When you present evidence to dispute the claims of these types, they simply devise an old theory with no relevance to the world and go on with their claims. These types are almost as much of a threat to the security of the internet as the malware itself. Welcome to the world of the media slut. The sole purpose of this mind-boggling new species is apparently to expand its own following by desperately trying to convince the rest of the world that they are under constant, grave threat.
I’ll share with you now a few gems from those of media slut fame. You can decide which ones sound familiar (care to guess who they’re from? There’s a couple of familiar names…):
We could see the mother of all worms here. My big fear is we’re going to wake up in the next week or two and have people warning users not to read their e-mail because something is going around that’s extremely virulent.
We’re expecting a virus to appear at any moment, an email-borne virus, because, when you open the email, your viewer shows an image. That can install malware on your machine.
It [a worm] has the ability to propagate very quickly, and that it does not require any direct user interaction. I mean, there are many vectors that will get this thing into people’s machines… the good news is there’s something that anyone who knows about this… can do immediately. It’s possible to unregister Windows’ handling of the vulnerable DLL. What will happen is that, in Windows Explorer, the image thumbnails that Windows Explorer would normally show, they will stop functioning. But you want them to stop functioning…

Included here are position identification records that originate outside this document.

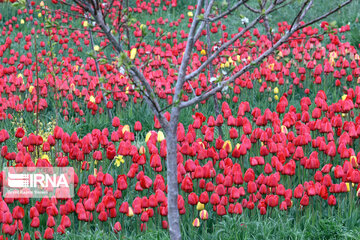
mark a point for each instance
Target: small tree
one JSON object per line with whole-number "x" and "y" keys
{"x": 205, "y": 13}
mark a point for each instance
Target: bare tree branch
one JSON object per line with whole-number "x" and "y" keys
{"x": 187, "y": 54}
{"x": 326, "y": 14}
{"x": 283, "y": 39}
{"x": 236, "y": 6}
{"x": 226, "y": 45}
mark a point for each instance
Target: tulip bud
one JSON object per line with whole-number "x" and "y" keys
{"x": 142, "y": 150}
{"x": 200, "y": 206}
{"x": 204, "y": 215}
{"x": 133, "y": 53}
{"x": 196, "y": 222}
{"x": 130, "y": 212}
{"x": 161, "y": 136}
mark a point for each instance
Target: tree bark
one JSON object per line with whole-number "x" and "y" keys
{"x": 171, "y": 162}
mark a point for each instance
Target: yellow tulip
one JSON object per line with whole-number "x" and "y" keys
{"x": 148, "y": 135}
{"x": 31, "y": 88}
{"x": 142, "y": 150}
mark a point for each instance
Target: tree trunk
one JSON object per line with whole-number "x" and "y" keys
{"x": 171, "y": 162}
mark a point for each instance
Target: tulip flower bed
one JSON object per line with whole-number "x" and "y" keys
{"x": 287, "y": 156}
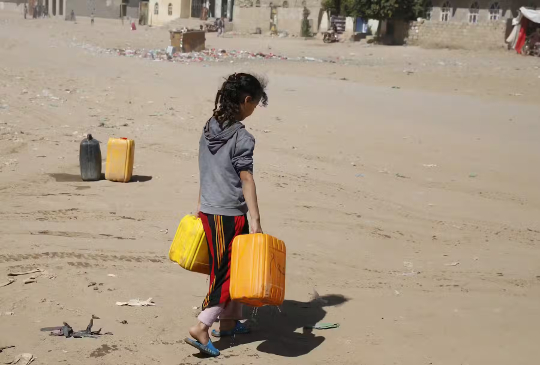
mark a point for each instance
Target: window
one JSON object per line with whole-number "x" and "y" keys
{"x": 429, "y": 10}
{"x": 445, "y": 11}
{"x": 494, "y": 12}
{"x": 473, "y": 12}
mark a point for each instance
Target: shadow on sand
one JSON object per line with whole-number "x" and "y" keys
{"x": 277, "y": 327}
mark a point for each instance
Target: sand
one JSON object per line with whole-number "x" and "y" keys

The exploitation code has gone like wildfire across the Internet. So… do this immediately. … The word really needs to get out about this. …This is a big, bad problem.
How simple this is to do on a web page or through email, here at the beginning of 2006, is just astonishing. While there have been many unpatched vulnerabilities for Windows over the years, some with effective exploits available, nothing quite reaches the magnitude of the situation we’re in today.
You heard them… unplug… power down, and… run for the hills!
We can always hope that, one of these days, the reality will dawn on these so-called researchers, media-driven as they are, that one vulnerability will not bring down the internet. Unfortunately, I can’t hold my breath on that one, and it’s about as likely as the “mother-of-email-worms” appearing. Nevermind the facts. Those don’t matter. The messiahs are on a mission to save us all from our computers.